WIP: homomorphic setting
The current implementation of chain's initialization does shape inference that guesses too much. For instance, relu >> relu >> relu, initialized with X and Y, would define the whole network and set all nO's to Y's shape, which is not necessarily what the user wants. You could argue that in this case, the network is simply underspecified and should be specified better upon declaration.
Guessing hidden widths also meant we made mistakes. With an ensemble textcat with inline transformer, two embedding layers are concatenated. But if the embedding width of the transformer isn't known upon initialization, the second embedding layer would just receive its nO from Y, which is clearly wrong.
This PR restricts transferring Y across the network, but introduces a "homomorphic" setting instead that should at least allow us to do better inference for layers where nI==nO.
TODO
- [ ] Think about versioning of
chainas this change is breaking acrossspacyandspacy-transformers, but those libraries don't actually usechain.v1, they just importthinc.api.chain:| - [ ] Look at unit test in notebooks: example 01
- [ ] Look more into the issue of inline transformer+textcat, as this might represent a use-case that requires a more complex solution to this problem
- [ ] Find a way to specify relations between dimensions in a network architecture, so that all related dimensions are set when one of them is specified?

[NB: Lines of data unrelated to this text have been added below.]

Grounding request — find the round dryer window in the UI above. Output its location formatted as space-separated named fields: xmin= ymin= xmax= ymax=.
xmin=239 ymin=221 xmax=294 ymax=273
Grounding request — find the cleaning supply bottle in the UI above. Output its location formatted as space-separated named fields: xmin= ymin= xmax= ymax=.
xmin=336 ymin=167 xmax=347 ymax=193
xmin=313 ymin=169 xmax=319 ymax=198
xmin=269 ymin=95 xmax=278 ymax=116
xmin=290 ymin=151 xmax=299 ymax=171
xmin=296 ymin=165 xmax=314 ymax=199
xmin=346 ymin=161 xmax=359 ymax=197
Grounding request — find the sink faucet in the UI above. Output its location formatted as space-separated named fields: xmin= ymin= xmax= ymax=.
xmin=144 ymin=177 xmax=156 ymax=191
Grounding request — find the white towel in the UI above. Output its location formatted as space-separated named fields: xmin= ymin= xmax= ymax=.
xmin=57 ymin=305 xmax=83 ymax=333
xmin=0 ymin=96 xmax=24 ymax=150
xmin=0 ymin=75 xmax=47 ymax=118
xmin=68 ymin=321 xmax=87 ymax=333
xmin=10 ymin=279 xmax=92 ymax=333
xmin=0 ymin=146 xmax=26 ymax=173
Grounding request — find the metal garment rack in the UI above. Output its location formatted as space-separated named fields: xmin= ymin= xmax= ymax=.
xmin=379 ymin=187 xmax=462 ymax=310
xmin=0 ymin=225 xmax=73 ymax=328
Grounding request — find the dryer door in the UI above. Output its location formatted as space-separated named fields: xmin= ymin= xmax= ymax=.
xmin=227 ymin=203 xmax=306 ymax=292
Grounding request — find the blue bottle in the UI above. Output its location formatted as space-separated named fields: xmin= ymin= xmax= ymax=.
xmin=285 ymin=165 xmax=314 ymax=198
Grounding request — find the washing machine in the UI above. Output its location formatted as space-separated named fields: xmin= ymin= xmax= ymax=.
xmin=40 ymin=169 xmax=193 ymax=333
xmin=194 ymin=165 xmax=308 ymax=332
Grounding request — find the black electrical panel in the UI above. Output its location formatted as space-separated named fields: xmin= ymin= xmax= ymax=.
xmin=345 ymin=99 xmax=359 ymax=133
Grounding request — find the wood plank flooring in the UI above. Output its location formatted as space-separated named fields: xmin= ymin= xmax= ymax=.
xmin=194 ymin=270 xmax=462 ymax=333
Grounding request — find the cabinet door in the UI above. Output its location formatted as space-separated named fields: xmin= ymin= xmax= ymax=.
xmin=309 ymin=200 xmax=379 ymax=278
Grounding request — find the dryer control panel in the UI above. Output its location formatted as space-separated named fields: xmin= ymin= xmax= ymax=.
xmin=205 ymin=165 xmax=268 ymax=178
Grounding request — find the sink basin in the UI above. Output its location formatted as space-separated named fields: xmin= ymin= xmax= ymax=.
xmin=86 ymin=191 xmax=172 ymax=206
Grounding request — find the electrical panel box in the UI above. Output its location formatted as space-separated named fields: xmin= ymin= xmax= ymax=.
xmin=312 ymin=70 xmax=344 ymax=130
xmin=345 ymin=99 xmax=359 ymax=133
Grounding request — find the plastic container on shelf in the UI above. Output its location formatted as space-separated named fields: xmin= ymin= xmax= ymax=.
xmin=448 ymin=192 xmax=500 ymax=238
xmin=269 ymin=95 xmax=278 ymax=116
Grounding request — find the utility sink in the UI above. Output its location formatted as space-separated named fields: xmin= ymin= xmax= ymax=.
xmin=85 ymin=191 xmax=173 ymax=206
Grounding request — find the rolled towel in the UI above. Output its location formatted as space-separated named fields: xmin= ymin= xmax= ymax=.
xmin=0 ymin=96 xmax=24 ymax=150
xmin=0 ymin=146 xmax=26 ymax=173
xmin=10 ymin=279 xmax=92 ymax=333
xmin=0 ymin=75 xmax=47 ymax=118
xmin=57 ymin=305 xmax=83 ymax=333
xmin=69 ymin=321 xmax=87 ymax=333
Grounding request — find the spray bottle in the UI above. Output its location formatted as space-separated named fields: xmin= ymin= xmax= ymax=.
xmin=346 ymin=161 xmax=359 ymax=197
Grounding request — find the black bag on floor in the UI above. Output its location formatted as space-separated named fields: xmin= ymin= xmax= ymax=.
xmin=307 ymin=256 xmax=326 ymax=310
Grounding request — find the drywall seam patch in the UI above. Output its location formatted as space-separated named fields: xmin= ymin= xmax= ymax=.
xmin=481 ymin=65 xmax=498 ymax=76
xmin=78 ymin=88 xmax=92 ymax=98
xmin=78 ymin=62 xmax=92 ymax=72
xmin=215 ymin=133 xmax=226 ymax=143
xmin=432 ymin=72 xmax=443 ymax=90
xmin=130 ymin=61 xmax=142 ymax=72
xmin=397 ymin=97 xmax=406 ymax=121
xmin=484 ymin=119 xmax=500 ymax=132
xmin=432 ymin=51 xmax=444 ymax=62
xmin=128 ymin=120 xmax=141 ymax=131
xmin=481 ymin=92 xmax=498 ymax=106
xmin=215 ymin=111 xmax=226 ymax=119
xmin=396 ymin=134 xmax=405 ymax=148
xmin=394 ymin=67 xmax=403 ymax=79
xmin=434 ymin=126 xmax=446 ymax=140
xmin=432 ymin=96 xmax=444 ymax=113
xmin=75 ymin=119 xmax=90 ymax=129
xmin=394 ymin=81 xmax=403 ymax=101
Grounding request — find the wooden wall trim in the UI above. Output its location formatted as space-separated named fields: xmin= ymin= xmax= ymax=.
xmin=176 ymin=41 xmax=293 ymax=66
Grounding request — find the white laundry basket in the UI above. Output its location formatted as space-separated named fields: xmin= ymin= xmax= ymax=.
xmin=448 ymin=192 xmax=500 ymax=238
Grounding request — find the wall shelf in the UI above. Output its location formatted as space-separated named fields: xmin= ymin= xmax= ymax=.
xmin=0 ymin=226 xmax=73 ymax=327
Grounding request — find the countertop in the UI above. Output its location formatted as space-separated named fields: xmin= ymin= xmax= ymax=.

- [ ] Test spaCy & spacy-transformers thoroughly against this branch
The failing test is about the Jupyter notebook example 01 which states:
Some combinators work on a layer and a numeric argument. For instance, the clone combinator creates a number of copies of a layer, and chains them together into a deep feed-forward network. The shape inference is especially handy here: we want the first and last layers to have different shapes, so we can avoid providing any dimensions into the layer we clone. We then just have to specify the first layer's output size, and we can let the rest of the dimensions be inferred from the data.
and runs
model = clone(Linear(), 5)
model.layers[0].set_dim("nO", n_hidden)
model.initialize(X=X, Y=Y)
This network is underspecified on purpose. So we need to decide whether we still want to support this (as we used to) or not (as this PR proposes). IMO, after reflecting upon this, I think the original code is not good practice. Y's output dimension will be propagated to all the intermediate Linear layers, which results in a pretty weird/atypical/possibly unuseful architecture overall?